I went to the media introduction of the first-generation Mini Cooper convertible back in May 2004, and I had three lasting impressions: 1) it's a cute car, probably too cute for some, but perfect for any part of the world near a shoreline; 2) it drives very well, with excellent roadholding, steering, and a decent powertrain; 3) the exposed hinges on the rear hatch were unacceptably tacky looking.
Five years later, we have the next-generation Mini Cooper convertible, and it appears that the biggest advance is that the exposed hinges are, thank God, gone. They were really out of place on a modern car, even if Mini designers five years ago insisted that they harkened back to the original Mini. Whatever, I thought.
Anyway, if you like the Mini formula in hardtop form, and I do, you'll like the convertible, also. As convertibles go, it's quite versatile. Push one button at the windshield header, and the fabric roof rolls back about 15 inches, creating what is, in effect, a sunroof. Keep pushing on the button, and the roof rails detach themselves from the windshield header, the fabric keeps rolling backward, and the whole mechanism lifts itself into the sky and then plunks down onto the back of the vehicle. There is some whirring and humming and dinging of chimes, and a little digital graphic of the car with top down appears on the central display behind the steering wheel. Hold down the button long enough, and all four windows also retract. You then look in the rearview and think, hmmm, I did something wrong here, because the folded roof is blocking my view to the rear; surely it will fold down farther, right? So you play with the rocker switch a bit more and end up raising the roof rather than lowering it even farther. You get out, walk to the back of the car, and realize, nope, this is as far as the roof retracts. So, that's a fundamental design flaw that will be a deal breaker for some.
If you decide you can live with that, though, your reward for having the roof piled on top of the trunk is that the trunk is spacious and is still accessible through the bottom-hinged hatch. Plus the rear seats fold down. This enables you to, say, take a boogie board to the beach with the top down and the board sticking through the trunk and across the folded rear seat. Everything's a compromise when it comes to convertibles: you get something here, you give something there.

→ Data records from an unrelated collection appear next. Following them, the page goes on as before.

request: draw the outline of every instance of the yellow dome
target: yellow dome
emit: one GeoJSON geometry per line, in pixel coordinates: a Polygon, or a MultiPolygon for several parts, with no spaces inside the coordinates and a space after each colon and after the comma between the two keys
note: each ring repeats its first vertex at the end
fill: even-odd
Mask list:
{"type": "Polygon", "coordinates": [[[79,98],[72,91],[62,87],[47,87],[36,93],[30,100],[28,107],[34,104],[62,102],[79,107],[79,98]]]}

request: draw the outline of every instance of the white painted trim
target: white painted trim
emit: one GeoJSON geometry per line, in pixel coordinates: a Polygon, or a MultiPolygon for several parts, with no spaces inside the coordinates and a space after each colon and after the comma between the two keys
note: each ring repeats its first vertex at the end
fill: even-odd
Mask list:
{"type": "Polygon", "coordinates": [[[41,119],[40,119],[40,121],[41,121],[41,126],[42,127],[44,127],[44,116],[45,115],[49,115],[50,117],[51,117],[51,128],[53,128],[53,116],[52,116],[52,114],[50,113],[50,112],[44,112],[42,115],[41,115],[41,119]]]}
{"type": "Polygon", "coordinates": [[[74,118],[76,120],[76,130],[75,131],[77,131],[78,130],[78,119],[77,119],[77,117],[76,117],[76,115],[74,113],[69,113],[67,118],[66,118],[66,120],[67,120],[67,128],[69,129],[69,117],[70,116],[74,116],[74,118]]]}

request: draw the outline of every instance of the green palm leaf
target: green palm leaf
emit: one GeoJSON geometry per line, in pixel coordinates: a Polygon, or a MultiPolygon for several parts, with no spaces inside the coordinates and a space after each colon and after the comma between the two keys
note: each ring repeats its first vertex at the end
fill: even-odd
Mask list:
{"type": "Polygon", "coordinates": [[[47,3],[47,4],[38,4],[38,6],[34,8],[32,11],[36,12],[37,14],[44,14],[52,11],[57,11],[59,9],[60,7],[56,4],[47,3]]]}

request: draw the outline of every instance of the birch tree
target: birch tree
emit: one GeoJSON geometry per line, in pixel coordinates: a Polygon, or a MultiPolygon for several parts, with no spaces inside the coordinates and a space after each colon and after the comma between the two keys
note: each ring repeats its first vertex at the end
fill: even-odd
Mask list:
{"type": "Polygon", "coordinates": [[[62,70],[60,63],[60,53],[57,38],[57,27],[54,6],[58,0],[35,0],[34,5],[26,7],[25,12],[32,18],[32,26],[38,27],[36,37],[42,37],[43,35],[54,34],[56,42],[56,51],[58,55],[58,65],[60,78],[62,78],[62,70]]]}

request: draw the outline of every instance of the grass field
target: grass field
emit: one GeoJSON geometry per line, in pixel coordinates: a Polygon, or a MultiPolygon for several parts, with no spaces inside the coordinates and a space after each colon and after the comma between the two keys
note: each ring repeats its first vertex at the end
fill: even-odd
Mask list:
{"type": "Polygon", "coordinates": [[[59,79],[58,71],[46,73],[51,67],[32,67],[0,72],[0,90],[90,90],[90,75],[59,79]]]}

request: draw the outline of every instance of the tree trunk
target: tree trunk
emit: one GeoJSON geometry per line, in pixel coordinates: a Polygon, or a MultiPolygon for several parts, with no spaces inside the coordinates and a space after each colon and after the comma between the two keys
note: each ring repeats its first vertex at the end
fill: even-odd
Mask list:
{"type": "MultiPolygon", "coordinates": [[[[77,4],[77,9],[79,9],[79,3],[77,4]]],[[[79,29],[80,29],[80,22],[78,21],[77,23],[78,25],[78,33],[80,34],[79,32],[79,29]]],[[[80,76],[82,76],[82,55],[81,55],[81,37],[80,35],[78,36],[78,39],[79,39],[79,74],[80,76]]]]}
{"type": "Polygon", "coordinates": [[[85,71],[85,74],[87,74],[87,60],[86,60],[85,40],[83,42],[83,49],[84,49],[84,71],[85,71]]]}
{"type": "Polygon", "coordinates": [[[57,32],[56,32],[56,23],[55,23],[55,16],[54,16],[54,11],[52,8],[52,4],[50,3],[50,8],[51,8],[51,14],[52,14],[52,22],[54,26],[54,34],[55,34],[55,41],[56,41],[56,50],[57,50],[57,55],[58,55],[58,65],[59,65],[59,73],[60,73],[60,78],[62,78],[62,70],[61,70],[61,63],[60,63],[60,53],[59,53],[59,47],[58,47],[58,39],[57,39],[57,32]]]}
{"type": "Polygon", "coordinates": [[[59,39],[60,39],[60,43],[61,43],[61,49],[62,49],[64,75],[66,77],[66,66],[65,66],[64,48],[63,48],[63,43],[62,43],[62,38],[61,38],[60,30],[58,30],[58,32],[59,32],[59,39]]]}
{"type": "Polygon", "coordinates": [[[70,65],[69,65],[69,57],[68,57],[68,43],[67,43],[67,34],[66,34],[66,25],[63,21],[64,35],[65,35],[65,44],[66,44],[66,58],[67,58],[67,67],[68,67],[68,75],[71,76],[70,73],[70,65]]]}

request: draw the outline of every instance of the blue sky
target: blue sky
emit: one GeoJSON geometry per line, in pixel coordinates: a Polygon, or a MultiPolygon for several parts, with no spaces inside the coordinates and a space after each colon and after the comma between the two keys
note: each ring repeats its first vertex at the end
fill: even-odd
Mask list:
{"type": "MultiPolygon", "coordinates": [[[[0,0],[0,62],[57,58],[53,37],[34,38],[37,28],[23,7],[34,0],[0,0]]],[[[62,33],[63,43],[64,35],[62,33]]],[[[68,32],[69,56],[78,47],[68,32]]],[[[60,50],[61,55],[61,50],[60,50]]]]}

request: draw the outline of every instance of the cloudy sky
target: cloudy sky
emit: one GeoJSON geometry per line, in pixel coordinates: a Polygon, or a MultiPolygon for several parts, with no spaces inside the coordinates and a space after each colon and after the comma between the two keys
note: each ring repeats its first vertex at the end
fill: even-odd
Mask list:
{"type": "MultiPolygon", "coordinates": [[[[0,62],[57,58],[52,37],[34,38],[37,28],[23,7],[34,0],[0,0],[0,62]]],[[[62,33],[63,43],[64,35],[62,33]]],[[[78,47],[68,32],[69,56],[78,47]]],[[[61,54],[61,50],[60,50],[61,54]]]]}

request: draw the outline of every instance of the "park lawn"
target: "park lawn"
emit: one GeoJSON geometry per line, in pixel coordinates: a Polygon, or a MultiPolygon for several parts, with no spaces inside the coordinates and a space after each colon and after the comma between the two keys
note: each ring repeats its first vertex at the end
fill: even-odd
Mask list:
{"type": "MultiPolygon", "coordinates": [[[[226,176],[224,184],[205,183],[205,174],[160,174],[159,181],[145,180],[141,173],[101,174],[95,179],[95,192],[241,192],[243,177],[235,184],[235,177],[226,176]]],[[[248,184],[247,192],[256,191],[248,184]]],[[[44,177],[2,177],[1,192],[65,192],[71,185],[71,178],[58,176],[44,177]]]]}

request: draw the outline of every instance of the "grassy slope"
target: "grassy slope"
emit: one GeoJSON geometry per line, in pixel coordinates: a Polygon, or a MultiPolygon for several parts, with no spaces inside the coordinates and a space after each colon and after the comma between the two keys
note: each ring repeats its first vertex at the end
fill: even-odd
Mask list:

In general, though, the Mini Cooper convertible gives a lot to its owner, I'd say, especially in Cooper S trim like our test car, which with its 172-hp, turbocharged four is significantly more spritely than the old Cooper S convertible, which had a supercharged four. I did note that the six-speed manual transmission is prone to ending up in reverse gear when you're aiming for first, though, just like the one in our Four Seasons Mini Cooper S hardtop was.